Should public heath organizations accept grant money from big corporations? That question is at the heart of a debate over a partnership struck between Coca-Cola and the American Academy of Family Physicians (AAFP).

The non-profit organization represents more than 94,600 family physicians, family medicine residents, and medical students nationwide with a mission statement to “improve the health of patients, families and communities by serving the needs of members with professionalism and creativity.”

That being so, many are wondering why the AAFP would sign a contract with the Coca-Cola Company. The grant gives the organization a reported 6-figure grant to develop consumer education content on beverages and sweeteners for their award-winning website

The answer to that question is pretty clear to Susan Linn, Associate Director of the Media Center at Judge Baker Children's Center and co-founder of the watch-dog group the Campaign for a Commercial-Free Childhood.

“For the money,” she says. “It is so clearly not in the interest of public health to have beverage companies offering advice as to what people are drinking.”

What is most egregious, says Linn, is that this partnership—between the largest soda company in the world and an organization of family physicians—is taking place during a child obesity epidemic. The Centers for Disease Control estimate that one out of every 5 children will grow up with type II diabetes.

Linn says filtering money through family physicians is yet another attempt by the Coca-Cola Company to market to children. So, will your pediatrician be prescribing Coca-Cola at your next doctor visit?

“Absolutely not,” says Douglas Henley, M.D., Executive Vice President and CEO of the AAFP. “We control the content, not the funder. They give us the unrestricted grant, and we will acknowledge their support, but that’s where it stops.”

Henley says the grant-funded content that their staff of writers is working on now is based on evidence on the different types of sweeteners: “What's the good of it and the not so good of it?” Before the content goes live, sometime in January of 2010, it will be reviewed and approved by a team of physicians, Henley says.

In addition to the content, Henley says, Coca-Cola does not control AAFP policy-making. “If we wish to develop a policy on the taxation of sugary beverages, that will go through our normal governance process, and they understand that.”

Henley admits that the motivation for striking this deal was financial. “The board was seeking additional sources of non-dues revenue to support the overall strategic priorities of the organization, such as advocacy, practice enhancement activities, and continued medical education,” he says.

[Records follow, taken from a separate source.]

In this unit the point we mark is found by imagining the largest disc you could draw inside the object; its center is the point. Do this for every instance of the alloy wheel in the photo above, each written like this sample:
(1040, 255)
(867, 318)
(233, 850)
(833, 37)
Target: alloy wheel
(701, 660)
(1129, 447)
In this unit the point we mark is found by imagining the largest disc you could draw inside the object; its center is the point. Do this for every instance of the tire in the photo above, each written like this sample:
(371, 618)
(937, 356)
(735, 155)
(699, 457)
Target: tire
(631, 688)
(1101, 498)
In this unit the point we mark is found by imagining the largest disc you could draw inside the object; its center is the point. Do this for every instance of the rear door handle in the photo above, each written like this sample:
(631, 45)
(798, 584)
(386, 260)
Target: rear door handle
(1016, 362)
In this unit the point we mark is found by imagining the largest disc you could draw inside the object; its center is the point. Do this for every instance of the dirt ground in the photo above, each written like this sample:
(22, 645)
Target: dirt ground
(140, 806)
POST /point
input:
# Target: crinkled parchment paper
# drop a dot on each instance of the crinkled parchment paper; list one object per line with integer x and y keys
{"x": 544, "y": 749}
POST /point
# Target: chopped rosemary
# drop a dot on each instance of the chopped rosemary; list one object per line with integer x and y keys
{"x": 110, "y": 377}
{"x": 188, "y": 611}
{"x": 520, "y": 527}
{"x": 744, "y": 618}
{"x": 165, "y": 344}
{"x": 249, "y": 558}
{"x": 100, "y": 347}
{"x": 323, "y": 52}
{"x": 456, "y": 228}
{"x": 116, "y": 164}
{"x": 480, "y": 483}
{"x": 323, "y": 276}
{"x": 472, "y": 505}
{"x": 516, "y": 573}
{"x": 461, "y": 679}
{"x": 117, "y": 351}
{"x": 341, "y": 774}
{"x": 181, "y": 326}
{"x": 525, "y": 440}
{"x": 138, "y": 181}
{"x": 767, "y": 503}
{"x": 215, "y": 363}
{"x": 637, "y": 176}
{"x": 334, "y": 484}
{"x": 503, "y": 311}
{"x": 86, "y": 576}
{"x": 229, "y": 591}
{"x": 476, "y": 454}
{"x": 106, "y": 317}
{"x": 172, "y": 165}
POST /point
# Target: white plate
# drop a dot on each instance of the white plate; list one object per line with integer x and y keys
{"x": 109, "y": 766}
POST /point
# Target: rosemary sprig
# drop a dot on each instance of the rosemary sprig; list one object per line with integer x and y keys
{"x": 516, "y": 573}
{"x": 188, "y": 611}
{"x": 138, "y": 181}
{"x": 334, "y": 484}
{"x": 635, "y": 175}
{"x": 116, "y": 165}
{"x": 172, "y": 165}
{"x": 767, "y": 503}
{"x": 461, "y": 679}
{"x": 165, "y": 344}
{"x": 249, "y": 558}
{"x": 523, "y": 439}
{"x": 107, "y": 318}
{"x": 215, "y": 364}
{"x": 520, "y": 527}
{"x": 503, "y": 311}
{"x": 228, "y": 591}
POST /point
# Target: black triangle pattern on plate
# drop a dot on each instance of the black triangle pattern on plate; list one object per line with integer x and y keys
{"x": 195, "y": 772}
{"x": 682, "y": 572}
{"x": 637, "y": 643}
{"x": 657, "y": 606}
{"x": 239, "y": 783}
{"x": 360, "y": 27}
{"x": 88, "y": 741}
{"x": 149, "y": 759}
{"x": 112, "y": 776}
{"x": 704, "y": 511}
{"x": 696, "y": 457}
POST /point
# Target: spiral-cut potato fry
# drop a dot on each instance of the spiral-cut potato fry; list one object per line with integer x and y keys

However, Henley is quick to point out that this is not a product endorsement. Though the contract provides ad space for Coca-Cola on, it is limited to certain brands. And though Coca-Cola is allowed to used the tag line “Proud Partner of,” they are not allowed to use the phrase, “Proud Partner of the AAFP.”

“Hopefully, we will be judged on the content, not on the relationship,” he says. However, the relationship has already caused a big stir.

William Walker, M.D., director of Contra Costa Health Services in Martinez, California, publicly protested the partnership by withdrawing his 25-year membership with the AAFP.

Walker, and more than 20 other doctors, called for the AAFP to end the partnership. “How can any organization that claims to promote public health join forces with a company that promotes products that put our children at risk for obesity, heart disease and early death?” Walker said in a statement.

Henley says health organizations like the AAFP have two options: they can either ignore companies like Coca-Cola, or “think of strategic ways to formulate alliances to educate the public about making better choices.”

The truth, Henley says, is that doctors don't have the power to dictate to their patients what they should drink. What they can do, however, is “educate them about their choices.”

Still, the distance between public health and big business is not large enough for some. Over 1,000 people have written to the AAFP to express their concerns over the partnership, according to Linn, who helped to launch the letter-writing drive through the Campaign for a Commercial-Free Childhood—and that's in just the first week of the initiative.

“Letter-writing is successful because public opinion matters,” Linn says. “If change is going to come, it's going to come because people speak up.”

This is, of course, not the first partnership of its kind, and it won't be the last. Coca-Cola is the AAFP's first partner in their new corporate partnership program, called the Consumer Alliance. Henley says they are in conversations with other consumer-oriented companies, but no additional contracts have been signed.